Banning Eyre of NPR and Afropop worldwide was in Cairo this past summer, and did a nice piece for NPR (October 4) on music coming from Egypt's streets. Listen to it, or read it, here.
He calls attention to a couple of great dj's from Cairo's popular quarters. First, check out this guy, DJ Islam Chipsy. (In Egyptian colloquial, "chipsy" is slang for chips, i.e., potato chips.) This is amazing stuff, and as Chipsy tells Eyre, this is DJ'ing with a real Egyptian rhythm. One of the many remarkable things about this live clip is that this is recorded at some party or event in what is clearly one of Egypt's popular quarters. Next time I'm in Egypt, I want to go to that party.
This clip of Chipsy shows him playing at El Azhar Park. The recording is not as good as that of the first, but Chipsy really gets the crowd going. Notice the woman (who appears to be somewhat elderly) in higaab who is dancing! Here Chipsy's keyboard playing at times reminds me of the sound of a calliope. And I'm more impressed by the two drummers accompanying him (Khaled Mando and Islam To'to'), probably in part because you can see them better here than in the first video.
Here's another vid from the same concert. And there are lots more, that you can find if you search using the Arabic, اسلام شيبسى.
Eyre also mentions another artist, DJ Amr Haha, from Ain Shams, who I had heard previously. I think his stuff is really incredible, very loud, intense, autotuned, hypnotically repetitive sha'abi Egyptronica.
There is a lot of his stuff on youtube. Check out this track, identified simply as عمروحاحا 2010. Note how many hits it has. As of this viewing, 186,600. Some people are paying attention.
Here's another Ha Ha track, from August 2010, identified just as عمرو حاحا الجديد.
664,737 hits for this one. There are lots of Haha vids out there, just search for عمرو حاحا.
Here's a link to an article by Ola El-Saket, "The Shaabi music breakthrough," from Al-Masry Al-Youm (October 22), which discusses the emergence of this brand of Egyptian sha'abi music (she calls it "shaabi techno") in the early 2000s. These artists emerged, El-Seket says, as cheaper alternatives to hiring singers and dancing to perform at weddings in popular quarters. Eventually the artists started to hold street festivals as well, aimed primarily at young men in the popular quarters. There is a dispute between Amr Haha and Sallam City's DJ Figo (who I posted about last month, identifying him as DJ Vigo) over which of them invented the "shaabi techno" genre.
El-Saket also writes that "Shaabi music is very similar to rap and hip hop in terms of its inception, and the songs are not free from populist views on social issues. Haha for instance tackles how security forces intimidate people in one of his songs, titled “Your ID, Punk!”...

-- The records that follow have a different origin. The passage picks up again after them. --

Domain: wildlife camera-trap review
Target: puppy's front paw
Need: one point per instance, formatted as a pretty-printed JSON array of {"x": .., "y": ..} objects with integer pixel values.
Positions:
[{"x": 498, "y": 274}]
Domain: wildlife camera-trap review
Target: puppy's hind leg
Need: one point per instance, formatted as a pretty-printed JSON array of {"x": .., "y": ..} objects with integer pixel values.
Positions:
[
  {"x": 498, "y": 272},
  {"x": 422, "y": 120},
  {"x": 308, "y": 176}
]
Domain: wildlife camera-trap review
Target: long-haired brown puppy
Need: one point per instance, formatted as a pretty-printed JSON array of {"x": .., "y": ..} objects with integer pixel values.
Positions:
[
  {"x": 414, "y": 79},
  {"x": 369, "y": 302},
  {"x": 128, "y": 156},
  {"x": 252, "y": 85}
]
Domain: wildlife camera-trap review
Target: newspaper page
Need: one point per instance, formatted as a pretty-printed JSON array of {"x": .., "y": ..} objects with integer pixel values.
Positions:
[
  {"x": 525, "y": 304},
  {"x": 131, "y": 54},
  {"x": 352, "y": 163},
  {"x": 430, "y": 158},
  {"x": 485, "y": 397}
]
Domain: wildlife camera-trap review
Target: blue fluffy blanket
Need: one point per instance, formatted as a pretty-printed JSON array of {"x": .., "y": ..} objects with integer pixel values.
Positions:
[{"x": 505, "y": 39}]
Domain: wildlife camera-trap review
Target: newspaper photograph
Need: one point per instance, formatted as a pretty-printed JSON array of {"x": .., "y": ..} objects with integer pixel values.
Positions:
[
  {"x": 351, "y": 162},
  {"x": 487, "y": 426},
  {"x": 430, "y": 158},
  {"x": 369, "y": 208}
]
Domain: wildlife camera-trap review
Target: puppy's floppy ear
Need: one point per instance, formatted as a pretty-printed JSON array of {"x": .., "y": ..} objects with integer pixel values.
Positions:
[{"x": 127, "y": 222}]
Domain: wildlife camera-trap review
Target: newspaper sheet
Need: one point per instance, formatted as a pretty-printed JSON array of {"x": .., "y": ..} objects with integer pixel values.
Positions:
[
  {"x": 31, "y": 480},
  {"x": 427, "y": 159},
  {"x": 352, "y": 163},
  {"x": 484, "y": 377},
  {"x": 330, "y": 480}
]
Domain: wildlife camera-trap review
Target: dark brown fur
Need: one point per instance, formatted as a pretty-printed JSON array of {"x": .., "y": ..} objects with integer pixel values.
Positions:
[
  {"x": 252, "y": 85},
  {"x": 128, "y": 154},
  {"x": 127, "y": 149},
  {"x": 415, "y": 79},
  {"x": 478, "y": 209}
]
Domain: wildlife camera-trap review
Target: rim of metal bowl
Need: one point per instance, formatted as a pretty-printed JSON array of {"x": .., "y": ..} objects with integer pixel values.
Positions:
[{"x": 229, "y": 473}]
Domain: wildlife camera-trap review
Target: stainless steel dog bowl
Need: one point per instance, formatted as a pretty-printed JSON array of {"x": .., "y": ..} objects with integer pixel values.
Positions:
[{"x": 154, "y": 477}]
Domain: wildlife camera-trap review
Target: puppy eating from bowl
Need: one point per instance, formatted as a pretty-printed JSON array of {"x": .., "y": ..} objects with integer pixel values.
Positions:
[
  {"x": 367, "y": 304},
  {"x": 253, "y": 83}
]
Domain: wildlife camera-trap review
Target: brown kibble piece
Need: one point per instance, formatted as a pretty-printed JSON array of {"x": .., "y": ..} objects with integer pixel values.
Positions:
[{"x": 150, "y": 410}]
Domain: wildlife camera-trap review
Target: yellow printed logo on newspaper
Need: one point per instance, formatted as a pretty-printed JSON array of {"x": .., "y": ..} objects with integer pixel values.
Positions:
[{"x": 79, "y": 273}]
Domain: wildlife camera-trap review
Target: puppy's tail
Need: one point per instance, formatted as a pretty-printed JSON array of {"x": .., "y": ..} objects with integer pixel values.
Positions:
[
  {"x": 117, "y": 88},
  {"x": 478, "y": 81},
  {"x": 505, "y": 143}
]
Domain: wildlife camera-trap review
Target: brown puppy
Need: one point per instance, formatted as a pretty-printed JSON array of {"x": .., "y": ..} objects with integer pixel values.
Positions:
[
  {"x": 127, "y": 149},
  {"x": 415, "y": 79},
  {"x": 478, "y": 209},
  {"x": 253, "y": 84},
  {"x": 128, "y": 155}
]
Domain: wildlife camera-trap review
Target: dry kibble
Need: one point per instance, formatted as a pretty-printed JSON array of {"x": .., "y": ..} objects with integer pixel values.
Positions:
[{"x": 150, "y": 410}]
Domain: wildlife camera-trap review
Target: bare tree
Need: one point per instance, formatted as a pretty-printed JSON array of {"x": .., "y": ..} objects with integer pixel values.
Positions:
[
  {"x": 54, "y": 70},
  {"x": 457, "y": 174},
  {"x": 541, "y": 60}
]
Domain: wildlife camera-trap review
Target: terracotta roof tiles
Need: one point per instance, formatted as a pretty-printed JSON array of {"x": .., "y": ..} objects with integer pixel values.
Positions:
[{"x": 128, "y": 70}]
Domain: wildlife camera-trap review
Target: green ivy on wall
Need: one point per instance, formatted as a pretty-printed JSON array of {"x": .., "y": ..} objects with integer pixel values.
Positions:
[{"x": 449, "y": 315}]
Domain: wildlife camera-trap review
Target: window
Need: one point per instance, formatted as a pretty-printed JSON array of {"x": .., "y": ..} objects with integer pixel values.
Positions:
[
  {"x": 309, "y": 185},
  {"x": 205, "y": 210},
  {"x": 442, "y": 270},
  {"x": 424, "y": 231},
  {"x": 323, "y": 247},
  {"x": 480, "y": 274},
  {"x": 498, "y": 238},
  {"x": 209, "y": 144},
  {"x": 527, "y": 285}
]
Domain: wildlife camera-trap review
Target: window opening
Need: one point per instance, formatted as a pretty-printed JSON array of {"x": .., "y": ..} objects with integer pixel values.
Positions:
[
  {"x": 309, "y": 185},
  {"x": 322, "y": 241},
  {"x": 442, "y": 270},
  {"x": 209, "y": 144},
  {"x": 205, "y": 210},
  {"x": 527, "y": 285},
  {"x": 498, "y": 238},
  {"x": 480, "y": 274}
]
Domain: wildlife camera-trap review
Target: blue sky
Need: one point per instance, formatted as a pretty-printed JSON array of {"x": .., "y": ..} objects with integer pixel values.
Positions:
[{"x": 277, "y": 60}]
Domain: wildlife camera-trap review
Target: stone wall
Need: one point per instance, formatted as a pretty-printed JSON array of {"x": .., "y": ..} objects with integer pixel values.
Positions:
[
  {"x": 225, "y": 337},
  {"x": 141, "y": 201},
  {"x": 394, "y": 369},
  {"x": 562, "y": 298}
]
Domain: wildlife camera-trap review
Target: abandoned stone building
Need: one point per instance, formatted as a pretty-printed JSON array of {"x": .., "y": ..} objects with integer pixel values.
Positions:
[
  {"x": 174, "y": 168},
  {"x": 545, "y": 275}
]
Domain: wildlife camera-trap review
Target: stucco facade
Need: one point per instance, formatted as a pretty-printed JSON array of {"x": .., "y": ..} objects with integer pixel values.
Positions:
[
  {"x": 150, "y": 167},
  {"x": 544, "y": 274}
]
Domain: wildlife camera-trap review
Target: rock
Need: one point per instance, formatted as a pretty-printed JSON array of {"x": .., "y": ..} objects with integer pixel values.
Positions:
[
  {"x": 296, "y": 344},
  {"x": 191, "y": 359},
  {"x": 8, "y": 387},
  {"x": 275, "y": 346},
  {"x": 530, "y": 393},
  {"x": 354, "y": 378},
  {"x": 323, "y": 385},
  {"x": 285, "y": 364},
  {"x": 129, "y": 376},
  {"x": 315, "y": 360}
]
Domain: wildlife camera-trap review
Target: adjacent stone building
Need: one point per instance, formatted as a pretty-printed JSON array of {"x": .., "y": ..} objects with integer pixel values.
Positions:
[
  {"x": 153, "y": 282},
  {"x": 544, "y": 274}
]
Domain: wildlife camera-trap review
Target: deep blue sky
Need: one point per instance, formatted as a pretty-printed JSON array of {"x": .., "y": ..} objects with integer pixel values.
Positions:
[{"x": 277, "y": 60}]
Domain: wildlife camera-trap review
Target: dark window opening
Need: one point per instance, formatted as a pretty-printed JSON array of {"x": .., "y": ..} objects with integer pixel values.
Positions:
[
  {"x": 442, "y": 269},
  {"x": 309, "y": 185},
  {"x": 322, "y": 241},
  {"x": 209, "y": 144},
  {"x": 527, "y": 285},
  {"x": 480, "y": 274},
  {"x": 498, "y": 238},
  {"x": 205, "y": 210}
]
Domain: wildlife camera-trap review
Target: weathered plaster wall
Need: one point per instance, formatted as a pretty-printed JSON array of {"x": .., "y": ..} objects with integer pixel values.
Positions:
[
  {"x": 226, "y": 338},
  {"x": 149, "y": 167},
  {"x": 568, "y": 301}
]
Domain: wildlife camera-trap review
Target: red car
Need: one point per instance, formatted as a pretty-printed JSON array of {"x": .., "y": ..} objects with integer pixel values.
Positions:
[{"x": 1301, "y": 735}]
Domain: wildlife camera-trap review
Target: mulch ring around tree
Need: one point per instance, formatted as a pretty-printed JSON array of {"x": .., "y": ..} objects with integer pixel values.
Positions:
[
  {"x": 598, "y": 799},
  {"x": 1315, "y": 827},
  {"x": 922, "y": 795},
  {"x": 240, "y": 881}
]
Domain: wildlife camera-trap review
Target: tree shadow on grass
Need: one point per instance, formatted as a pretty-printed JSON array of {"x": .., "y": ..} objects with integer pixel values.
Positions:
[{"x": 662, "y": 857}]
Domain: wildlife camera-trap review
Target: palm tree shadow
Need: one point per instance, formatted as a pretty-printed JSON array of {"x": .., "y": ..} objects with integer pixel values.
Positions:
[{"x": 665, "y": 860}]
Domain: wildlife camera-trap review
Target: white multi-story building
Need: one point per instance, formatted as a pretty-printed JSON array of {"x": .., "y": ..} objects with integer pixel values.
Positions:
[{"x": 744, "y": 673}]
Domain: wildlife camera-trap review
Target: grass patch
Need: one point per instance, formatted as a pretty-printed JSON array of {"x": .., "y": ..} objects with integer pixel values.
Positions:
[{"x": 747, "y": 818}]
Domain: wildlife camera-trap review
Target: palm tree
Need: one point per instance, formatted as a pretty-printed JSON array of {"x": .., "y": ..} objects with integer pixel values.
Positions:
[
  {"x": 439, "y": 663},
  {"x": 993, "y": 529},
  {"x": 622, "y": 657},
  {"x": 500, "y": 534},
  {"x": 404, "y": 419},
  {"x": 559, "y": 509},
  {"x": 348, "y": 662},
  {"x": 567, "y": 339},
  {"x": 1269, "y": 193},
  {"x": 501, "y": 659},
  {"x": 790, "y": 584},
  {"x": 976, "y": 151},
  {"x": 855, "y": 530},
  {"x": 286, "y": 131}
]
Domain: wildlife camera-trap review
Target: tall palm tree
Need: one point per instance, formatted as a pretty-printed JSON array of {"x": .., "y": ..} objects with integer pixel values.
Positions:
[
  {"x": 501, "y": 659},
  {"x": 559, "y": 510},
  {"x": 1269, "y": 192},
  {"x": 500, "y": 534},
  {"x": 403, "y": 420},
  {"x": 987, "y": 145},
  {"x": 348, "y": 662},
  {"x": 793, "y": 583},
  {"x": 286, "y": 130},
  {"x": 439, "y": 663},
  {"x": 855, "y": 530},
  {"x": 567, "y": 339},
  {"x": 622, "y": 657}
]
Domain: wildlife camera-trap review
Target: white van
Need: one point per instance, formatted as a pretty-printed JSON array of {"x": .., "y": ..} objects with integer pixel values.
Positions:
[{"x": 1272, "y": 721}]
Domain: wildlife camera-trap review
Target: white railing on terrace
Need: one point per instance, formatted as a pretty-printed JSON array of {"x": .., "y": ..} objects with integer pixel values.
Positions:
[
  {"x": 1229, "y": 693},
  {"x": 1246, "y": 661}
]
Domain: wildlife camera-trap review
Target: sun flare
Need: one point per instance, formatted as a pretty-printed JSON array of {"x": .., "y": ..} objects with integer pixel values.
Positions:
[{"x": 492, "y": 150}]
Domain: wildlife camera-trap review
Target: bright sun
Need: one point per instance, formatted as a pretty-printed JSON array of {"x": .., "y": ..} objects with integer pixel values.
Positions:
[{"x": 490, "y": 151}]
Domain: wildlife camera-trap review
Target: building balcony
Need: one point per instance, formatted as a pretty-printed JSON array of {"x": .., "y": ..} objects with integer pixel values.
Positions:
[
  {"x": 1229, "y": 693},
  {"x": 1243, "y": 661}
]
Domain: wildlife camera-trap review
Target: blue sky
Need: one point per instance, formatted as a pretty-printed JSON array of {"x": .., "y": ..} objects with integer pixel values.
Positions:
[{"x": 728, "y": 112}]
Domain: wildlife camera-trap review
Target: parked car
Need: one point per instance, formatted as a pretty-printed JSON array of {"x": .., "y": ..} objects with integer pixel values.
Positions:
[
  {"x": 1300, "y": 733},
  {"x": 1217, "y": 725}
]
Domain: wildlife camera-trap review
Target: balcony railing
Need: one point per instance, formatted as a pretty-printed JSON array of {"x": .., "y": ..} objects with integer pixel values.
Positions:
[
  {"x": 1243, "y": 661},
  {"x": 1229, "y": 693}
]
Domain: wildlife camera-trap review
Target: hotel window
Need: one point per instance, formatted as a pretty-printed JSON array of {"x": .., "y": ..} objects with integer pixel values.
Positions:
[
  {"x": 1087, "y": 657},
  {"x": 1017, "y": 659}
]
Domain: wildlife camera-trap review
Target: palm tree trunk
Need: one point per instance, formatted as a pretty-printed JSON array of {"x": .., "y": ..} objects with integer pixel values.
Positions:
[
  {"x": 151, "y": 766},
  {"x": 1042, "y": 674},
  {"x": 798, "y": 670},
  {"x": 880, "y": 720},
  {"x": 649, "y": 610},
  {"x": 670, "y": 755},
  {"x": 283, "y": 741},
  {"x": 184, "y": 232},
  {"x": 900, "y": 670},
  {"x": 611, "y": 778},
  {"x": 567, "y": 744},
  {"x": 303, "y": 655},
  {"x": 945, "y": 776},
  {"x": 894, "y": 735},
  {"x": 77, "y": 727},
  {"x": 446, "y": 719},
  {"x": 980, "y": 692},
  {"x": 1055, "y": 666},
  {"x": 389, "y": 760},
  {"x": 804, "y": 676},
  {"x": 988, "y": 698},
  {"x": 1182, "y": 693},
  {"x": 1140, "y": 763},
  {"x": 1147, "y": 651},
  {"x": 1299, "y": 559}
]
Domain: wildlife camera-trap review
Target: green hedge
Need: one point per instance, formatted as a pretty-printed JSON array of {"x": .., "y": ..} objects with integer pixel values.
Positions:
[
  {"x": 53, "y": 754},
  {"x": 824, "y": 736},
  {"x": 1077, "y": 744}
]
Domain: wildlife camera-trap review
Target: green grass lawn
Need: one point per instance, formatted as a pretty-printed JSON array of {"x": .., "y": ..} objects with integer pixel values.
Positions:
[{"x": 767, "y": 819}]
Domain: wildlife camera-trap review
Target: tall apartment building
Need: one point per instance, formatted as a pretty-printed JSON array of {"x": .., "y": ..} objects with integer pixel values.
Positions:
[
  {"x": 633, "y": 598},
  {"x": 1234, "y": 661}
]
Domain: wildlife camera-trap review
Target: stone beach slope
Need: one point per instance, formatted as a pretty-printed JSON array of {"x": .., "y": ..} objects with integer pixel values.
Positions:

Figo also played his famous track about the revolution, which mixes Omar Suleiman’s famous 11 February speech with a techno beat."
(Hopefully I can find these tracks in future.)
Other names mentioned as part of this sha'abi techno trend are Alaa Fifty, Al-Sadat Rap, Wezza and Benzina. Hopefully I can find some youtube vids of these artists in future. In the meantime: you look!